La storia comincia nel 1970, quel polmone verde, all’epoca è solo una vasta pietraia dove il torrente Talvera si disperde in tre o quattro flussi d’acqua senza capo né coda. Un luogo dimenticato dai bolzanini, dove i ragazzini vanno a tirarsi le pietre tra le baracche dei senza tetto. In quel 1970 la pace e la tranquillità dei prati è ancora solo il sogno di un professore di istituto tecnico, l’ingenger Lettieri, che prende forma tra gli esercizi di rilievo metrico che lo stesso professore fa fare ai sui studenti sul greto antistante al Galilei. L’idea però resta un’idea, finché un giorno, in occasione di una festa, Lettieri conosce due generali del genio amici di suo fratello - comandante medico.

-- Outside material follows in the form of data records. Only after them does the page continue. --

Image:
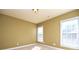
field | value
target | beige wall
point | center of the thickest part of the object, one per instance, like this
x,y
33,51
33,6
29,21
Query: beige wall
x,y
52,28
13,30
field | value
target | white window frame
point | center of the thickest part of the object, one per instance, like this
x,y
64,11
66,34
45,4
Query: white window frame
x,y
73,47
40,40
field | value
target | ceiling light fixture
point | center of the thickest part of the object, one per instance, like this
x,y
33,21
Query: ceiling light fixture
x,y
35,10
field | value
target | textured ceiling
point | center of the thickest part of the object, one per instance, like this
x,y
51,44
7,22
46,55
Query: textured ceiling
x,y
29,15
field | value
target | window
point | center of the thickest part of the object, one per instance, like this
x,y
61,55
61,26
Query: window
x,y
70,33
40,34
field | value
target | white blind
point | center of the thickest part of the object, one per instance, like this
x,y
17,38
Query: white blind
x,y
70,33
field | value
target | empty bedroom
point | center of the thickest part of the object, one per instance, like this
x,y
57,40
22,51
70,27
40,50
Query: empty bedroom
x,y
39,29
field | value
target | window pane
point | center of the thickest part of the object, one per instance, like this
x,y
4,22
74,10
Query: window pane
x,y
40,34
70,33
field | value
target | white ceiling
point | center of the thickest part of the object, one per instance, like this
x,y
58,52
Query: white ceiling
x,y
29,15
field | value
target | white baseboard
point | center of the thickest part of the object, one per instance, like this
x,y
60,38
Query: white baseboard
x,y
20,46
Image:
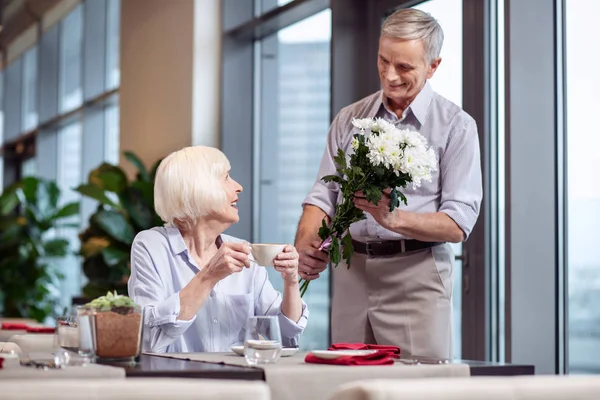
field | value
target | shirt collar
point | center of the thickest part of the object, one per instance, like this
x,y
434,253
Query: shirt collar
x,y
177,243
419,105
175,240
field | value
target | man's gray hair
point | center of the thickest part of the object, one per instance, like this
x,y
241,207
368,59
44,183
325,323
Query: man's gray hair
x,y
413,24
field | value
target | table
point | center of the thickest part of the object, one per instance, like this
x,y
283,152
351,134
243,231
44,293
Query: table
x,y
161,366
291,378
156,366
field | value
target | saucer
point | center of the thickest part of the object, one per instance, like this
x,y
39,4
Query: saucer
x,y
285,352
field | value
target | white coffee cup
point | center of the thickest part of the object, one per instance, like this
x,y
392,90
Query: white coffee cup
x,y
264,253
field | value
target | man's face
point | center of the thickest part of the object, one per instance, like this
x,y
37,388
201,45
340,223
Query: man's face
x,y
403,68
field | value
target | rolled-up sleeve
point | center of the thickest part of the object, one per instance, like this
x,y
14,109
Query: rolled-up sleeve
x,y
324,195
161,326
460,172
268,302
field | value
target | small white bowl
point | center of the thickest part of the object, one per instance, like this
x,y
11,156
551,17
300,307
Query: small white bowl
x,y
285,352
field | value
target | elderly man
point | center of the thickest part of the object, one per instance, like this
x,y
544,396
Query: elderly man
x,y
398,289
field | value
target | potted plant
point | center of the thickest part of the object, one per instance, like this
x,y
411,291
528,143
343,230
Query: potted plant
x,y
117,327
31,218
124,208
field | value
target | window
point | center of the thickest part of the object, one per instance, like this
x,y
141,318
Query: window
x,y
47,83
71,36
583,191
294,124
111,137
69,177
447,81
29,93
1,129
113,72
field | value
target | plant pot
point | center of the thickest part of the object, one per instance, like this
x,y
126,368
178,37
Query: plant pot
x,y
118,333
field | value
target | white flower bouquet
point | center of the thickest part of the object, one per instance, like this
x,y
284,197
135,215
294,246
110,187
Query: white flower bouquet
x,y
384,157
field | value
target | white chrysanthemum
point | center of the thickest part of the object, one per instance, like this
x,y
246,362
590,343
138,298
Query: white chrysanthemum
x,y
419,163
362,123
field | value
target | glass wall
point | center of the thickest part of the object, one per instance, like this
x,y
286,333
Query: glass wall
x,y
29,93
49,79
71,37
583,190
294,121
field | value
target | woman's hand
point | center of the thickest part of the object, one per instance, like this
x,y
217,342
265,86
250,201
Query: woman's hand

I generali, informati dell’ idea, mettono a disposizione dell’ingegnere alcuni mezzi e uomini. «Dissi che volevo realizzare solo due campi sportivi - confessa il novantaduenne Misha Lettieri - alla fine di quell’anno nel 1971 movimentammo oltre un milione di metri cubi di terreno». La fortuna, per l’ingegnere, è che al comando di quelli che inizialmente sono solo pochi uomini al seguito di qualche residuato americano, c’è un giovane capitano di 33 anni, Rolando Ricci, che si adopera per realizzare l’idea immaginata da Lettieri: «Giustificavo tutta quella movimentazione di terreno - ammette l’ ingegnere - con la scusa di costruire una “difesa idrica” ai campi sportivi. Il capitano Ricci però aveva capito che volevo spingermi sempre più in là, ma non diceva nulla anzi mi metteva a disposizione quello che chiedevo».

Ricci, responsabile delle operazioni, intuisce che le vere intenzioni di Lettieri non sono quelle di fare due campi sportivi, ma di costruire un’opera destinata a cambiare il volto della città. Silenziosamente lo asseconda, intercedendo presso i suoi superiori per chiedere ulteriori mezzi e uomini. Mezzi e uomini che in breve cominciano ad arrivare dalle altre compagnie: « A quel punto successe una cosa incredibile - prosegue nel suo racconto Lettieri - la folla cominciava a fermarsi sul ponte Talvera a guardare i lavori a incitare gli uomini. I militari si entusiasmavano e lavoravano senza tregua, nessuno si dava più malato». Un entusiasmo che via via si diffonde per tutta la città, persino tra la popolazione di madrelingua tedesca: «Ricordo quando fummo invitati da un consorzio di Gries, e il presidente, che era una nota personalità a Bolzano, ci disse: “Io nella mia lunga vita non ho mai sentito fra la mia gente (i sudtirolesi ndr) parlare così bene del soldato italiano” questa cosa dentro di noi fu una soddisfazione enorme. Capimmo con Ricci, che avevamo raggiunto qualcosa che andava completamente al di là dell’opera in sé». I lavori del Talvera si trasformano infatti in un grande successo di comunicazione per l’esercito italiano, che all’epoca, è visto ancora come estraneo da gran parte della popolazione di lingua tedesca. Nonostante questo Ricci e Lettieri continuano a darsi del lei, e continueranno a darselo per tutta la vita, fino allo scorso settembre, quando l’ingegnere e il generale si sono incontrati per l’ultima volta nella casa di riposo di via della Roggia dove Misha Lettieri si è ritirato da qualche anno. «Nemmeno una volta si è vanto di quello che ha fatto, ma era consapevole della sua importanza, lo so per il fatto stesso che abbiamo voluto coltivare per tutta la vita un’amicizia affettuosa, anche se non assidua. Domani (oggi per chi legge ndr), andrò a dargli l’ultimo saluto. Anche se ho qualche difficoltà di movimento glielo devo, senza di lui, il più bel progetto della mia vita sarebbe rimasto solo l’idea di un matto. Invece, se oggi i bambini possono giocare, gli innamorati tenersi per mano e gli anziani come me fare una passeggiata nel verde, lo dobbiamo a lui».